Fordham has added former Michigan fullback Ben Mason to its staff as tight ends coach for the 2026 season, a move that elevates Mason from Division III coaching work to the Football Championship Subdivision and gives the Rams a coach with high-level playing pedigree and positional versatility.
Mason played at Michigan from 2017 to 2020, appearing in 45 games with four starts, scoring 10 career touchdowns and recording 14 tackles. He delivered one of his most memorable performances against Nebraska in 2018 when he became the first Wolverine since Denard Robinson in 2011 to score three first-half touchdowns. A team captain in 2020 and a two-time winner of Michigan’s “Toughest Player” award, Mason also took home the Lowman Award, given to the nation’s top fullback.
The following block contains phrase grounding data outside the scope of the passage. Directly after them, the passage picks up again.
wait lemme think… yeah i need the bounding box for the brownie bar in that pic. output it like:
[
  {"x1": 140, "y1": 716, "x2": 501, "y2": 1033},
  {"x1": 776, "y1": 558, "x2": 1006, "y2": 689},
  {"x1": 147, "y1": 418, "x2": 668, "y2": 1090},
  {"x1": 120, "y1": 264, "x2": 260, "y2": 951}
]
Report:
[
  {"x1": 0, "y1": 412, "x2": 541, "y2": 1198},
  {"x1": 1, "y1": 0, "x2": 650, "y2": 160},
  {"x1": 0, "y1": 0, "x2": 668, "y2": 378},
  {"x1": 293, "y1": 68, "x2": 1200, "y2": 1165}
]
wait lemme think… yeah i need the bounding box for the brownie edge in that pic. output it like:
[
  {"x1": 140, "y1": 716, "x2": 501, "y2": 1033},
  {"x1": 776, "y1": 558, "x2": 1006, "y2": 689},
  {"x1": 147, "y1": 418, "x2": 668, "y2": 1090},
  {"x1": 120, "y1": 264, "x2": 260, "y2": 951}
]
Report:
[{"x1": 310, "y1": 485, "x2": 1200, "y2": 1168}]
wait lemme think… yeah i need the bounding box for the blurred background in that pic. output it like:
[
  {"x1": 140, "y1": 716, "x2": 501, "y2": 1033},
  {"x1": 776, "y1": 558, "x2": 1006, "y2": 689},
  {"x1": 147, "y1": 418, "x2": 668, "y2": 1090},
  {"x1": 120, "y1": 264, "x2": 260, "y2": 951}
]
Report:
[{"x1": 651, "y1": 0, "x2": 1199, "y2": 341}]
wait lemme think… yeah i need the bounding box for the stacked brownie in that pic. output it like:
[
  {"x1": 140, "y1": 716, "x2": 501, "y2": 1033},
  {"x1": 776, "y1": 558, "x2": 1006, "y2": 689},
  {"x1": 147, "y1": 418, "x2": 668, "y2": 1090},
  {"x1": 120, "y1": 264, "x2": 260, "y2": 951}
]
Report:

Selected in the fifth round of the 2021 NFL Draft, Mason’s professional career included stops with the Baltimore Ravens, Chicago Bears, New England Patriots and a late-2023 signing with the Chargers. He spent much of his NFL time on practice squads and is listed as having appeared in one regular-season game. The Chargers waived Mason on Aug. 13, 2024 because of an undisclosed injury, and he did not sign with another NFL team thereafter.
Rather than walk away from the sport, Mason pivoted quickly into coaching. He served as a volunteer offensive analyst at Army West Point during the 2024-2025 academic year before taking on hands-on roles at Ithaca College beginning in March 2025. At Ithaca, he coached tight ends and running backs while sharing co-special teams coordinator duties. Mason also has family ties to Ithaca: his father Bob Mason was an All-American defensive lineman there and his brother Dan played for Ithaca from 2019-2023. On his transition to coaching Mason said, “I just love the game of football and really want to be around it. I was always told as a player, play as long as you can and then coach as long as you can.”

For Fordham, Mason’s hire is both a technical and cultural get. Technically, he brings experience coaching both tight ends and running backs and a background as a blocking fullback and occasional inline tight end - skill sets that translate to developing multi-role tight ends who can block in the run game and move in space. Culturally, his Michigan captaincy and NFL draft status add credibility on the recruiting trail and in the meeting room. His quick climb from volunteer analyst to FCS position coach reflects a growing industry pattern: recent players accelerate through small-school stops to reach FCS and FBS staffs, leveraging playing resumes and short yet varied coaching apprenticeships.
Mason’s appointment matters for Fordham fans and FCS observers because position coaches shape nuanced skill development and recruiting pipelines. Watch Fordham’s tight end reps, early recruiting targets and special teams assignments this spring; Mason’s background suggests the Rams will prioritize physical, versatile tight ends who can be deployed in multiple formations. If he continues the trajectory he began at Army and Ithaca, Mason’s Fordham stint could be the next rung in a rapid coaching ascent.